Design/methodology/approach – This study is designed to build on prior IPO research that has found reduced R&D expenditures when insiders lower their ownership. The paper derives an R&D manipulation variable that measures underinvestment in R&D. This variable is used in a regression methodology to test its influence on: IPO stock valuation at various points in time and post-IPO price changes relative to the offer price.
Findings – The paper discovers that greater underinvestment in R&D is associated with greater values during the IPO stock valuation process. This association is reversed when the paper looks at short-term valuation based on market prices.
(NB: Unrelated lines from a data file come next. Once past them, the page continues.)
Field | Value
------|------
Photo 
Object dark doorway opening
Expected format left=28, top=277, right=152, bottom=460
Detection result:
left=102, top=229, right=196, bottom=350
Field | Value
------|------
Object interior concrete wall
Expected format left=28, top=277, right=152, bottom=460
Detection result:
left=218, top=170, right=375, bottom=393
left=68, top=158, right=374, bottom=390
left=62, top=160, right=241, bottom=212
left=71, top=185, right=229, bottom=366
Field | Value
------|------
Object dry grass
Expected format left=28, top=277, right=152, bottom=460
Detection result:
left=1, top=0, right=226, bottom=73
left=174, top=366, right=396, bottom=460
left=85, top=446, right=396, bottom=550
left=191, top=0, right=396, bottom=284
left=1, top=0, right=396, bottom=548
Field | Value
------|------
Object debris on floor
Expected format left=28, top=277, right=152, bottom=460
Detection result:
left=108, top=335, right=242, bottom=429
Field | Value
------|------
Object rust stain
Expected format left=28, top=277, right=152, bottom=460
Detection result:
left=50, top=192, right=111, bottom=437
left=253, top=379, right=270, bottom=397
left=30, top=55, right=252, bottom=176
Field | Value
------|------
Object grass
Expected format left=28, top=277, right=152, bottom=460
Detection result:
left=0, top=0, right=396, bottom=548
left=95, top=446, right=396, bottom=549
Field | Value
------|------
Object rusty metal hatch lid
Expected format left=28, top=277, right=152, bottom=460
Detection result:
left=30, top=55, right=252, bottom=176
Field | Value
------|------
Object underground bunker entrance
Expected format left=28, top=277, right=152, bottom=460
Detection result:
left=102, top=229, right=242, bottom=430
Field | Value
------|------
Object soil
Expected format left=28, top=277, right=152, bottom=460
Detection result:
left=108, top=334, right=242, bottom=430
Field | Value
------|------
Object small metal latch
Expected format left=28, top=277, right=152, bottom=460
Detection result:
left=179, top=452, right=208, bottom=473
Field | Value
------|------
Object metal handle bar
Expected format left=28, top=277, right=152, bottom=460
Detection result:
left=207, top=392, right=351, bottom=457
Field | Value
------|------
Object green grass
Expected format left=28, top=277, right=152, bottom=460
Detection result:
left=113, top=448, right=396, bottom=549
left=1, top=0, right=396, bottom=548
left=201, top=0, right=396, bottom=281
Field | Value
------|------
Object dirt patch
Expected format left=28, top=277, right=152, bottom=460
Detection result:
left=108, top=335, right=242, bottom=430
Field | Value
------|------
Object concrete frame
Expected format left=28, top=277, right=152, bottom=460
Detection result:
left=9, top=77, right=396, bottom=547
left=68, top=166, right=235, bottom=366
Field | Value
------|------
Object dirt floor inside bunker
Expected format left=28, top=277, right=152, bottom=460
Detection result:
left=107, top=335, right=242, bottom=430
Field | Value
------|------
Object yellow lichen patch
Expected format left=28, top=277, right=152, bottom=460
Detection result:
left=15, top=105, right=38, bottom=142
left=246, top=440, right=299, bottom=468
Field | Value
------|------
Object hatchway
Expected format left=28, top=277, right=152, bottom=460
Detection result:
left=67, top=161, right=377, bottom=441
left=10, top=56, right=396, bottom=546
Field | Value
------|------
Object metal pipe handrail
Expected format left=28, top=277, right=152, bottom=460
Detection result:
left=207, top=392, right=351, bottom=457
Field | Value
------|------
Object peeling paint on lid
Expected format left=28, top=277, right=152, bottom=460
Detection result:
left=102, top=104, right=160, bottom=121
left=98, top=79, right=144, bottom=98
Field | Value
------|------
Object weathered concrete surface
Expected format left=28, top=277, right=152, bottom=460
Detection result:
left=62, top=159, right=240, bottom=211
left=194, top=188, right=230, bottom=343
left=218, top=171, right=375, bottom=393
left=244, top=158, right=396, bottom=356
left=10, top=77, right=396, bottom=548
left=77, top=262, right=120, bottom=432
Only for bubble period IPOs do the paper finds poorer valuations for the long-term. Larger insider ownership decreases lead to poorer valuations regardless of the period of occurrence. Greater R&D underinvestment and insider ownership decreases both lead to less underpricing.
Research limitations/implications – Like prior research, the paper assumes that knowledge about the change in R&D is known at the time of the offering. Interpretations for long-run results can be tenuous due to unexpected changes that occur over time.
Practical implications – Investors should note that managers are able to set higher offer prices when they inflate earnings by underinvesting in R&D. Buying at an inflated offer price with R&D manipulation leads to losses in the aftermarket with these losses associated with IPOs that occur during a bubble period.
Social implications – Misrepresentation during the IPO valuation process affects those who buy shares at inflated prices. This raises ethical questions about the behavior of those involved in the issuance process.
Originality/value – This study is unique in testing how R&D manipulation and changes in insider ownership proportions impact the: IPO valuation process, post-IPO valuation, and changes in the stock price over time relative to the offer price.